Sun Editorial:

Trump, GOP can’t have their cake and eat it too on AHCA

Sun, Mar 19, 2017 (2 a.m.)

When it comes to the findings of a Congressional Budget Office report about the effects of the GOP’s American Health Care Act, Donald Trump and Republican congressional leaders are talking out of both sides of their mouths.

In one breath, they’re touting findings by CBO analysts that put their plan in a good light. In another, they’re echoing Trump in discrediting those same analysts based on a 2012 report on effects of the Affordable Care Act.

“I’m excited about this analysis and yeah, I think they sort of overestimate the uninsured number just like they overestimated who would be insured by Obamacare,” House Speaker Paul Ryan told Fox News.

Sorry, but this doesn’t work both ways.

The CBO’s analysts are as credible as they come, so their report must be taken in its entirety. And when it’s considered in whole, as opposed to being cherry-picked, it looks rotten.

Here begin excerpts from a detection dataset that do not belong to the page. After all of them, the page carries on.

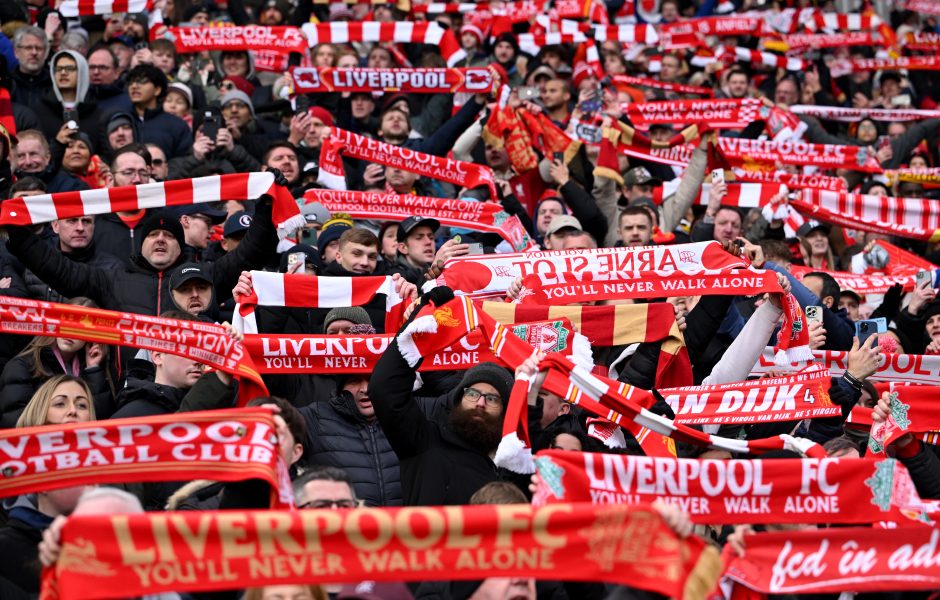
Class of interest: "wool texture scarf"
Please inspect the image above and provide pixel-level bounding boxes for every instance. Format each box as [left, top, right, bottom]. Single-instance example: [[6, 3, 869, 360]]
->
[[519, 270, 813, 364], [291, 67, 493, 94], [425, 241, 749, 297], [232, 271, 405, 333], [301, 21, 467, 67], [304, 190, 537, 252], [318, 128, 497, 198], [712, 524, 940, 599], [0, 296, 268, 406], [164, 25, 308, 54], [396, 298, 824, 473], [0, 407, 294, 508], [532, 450, 926, 525], [43, 504, 721, 600], [0, 171, 305, 239], [751, 347, 940, 386]]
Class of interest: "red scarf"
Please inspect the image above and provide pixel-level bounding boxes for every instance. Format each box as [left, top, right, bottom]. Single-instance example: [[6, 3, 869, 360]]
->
[[627, 98, 763, 129], [712, 528, 940, 598], [319, 128, 497, 198], [291, 67, 493, 94], [58, 0, 153, 18], [436, 241, 749, 297], [0, 171, 305, 239], [43, 504, 720, 600], [301, 21, 467, 67], [304, 190, 536, 252], [659, 365, 842, 425], [532, 450, 925, 524], [154, 25, 308, 54], [0, 407, 293, 507], [751, 347, 940, 386], [0, 296, 268, 406]]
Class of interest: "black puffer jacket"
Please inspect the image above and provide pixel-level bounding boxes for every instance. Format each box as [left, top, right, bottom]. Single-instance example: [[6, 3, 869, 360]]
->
[[369, 340, 501, 506], [299, 390, 402, 506], [112, 377, 189, 419], [0, 346, 114, 428]]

The CBO predicted that 14 million people would lose their coverage in 2018, with 10 million more following them by 2026. That’s 24 million people thrown off of insurance plans less than 10 years from now.

What’s more, by challenging claims by Trump and others that the Affordable Care Act was failing, CBO researchers poked major holes in the rationale behind the creation of the GOP plan. The analysis says subsidies included in the ACA protect most beneficiaries from higher premiums, while a combination of those subsidies and the requirement for Americans to have health insurance creates enough demand to stabilize the insurance market.

Faced with the estimate on the number of Americans who’d lose insurance, Trump and his gang have dismissed it based on a 2012 CBO study that overestimated the number of people who would receive government-subsidized health insurance through state exchanges.

No doubt, the previous report overshot the number. But it was hardly, as the White House described it, “way, way off … in every aspect.”

Analysts were almost spot-on in predicting the overall impact of the law, and the CBO actually underestimated the number of people who received coverage through expanding Medicaid.

So forget the attempts by Republican leaders to delegitimize the aspects of the new CBO study that don’t fit their narrative. Not only are they applying a double standard, they’re trying to mislead Americans into thinking the 2012 report was drastically off base when, in reality, it largely hit the mark.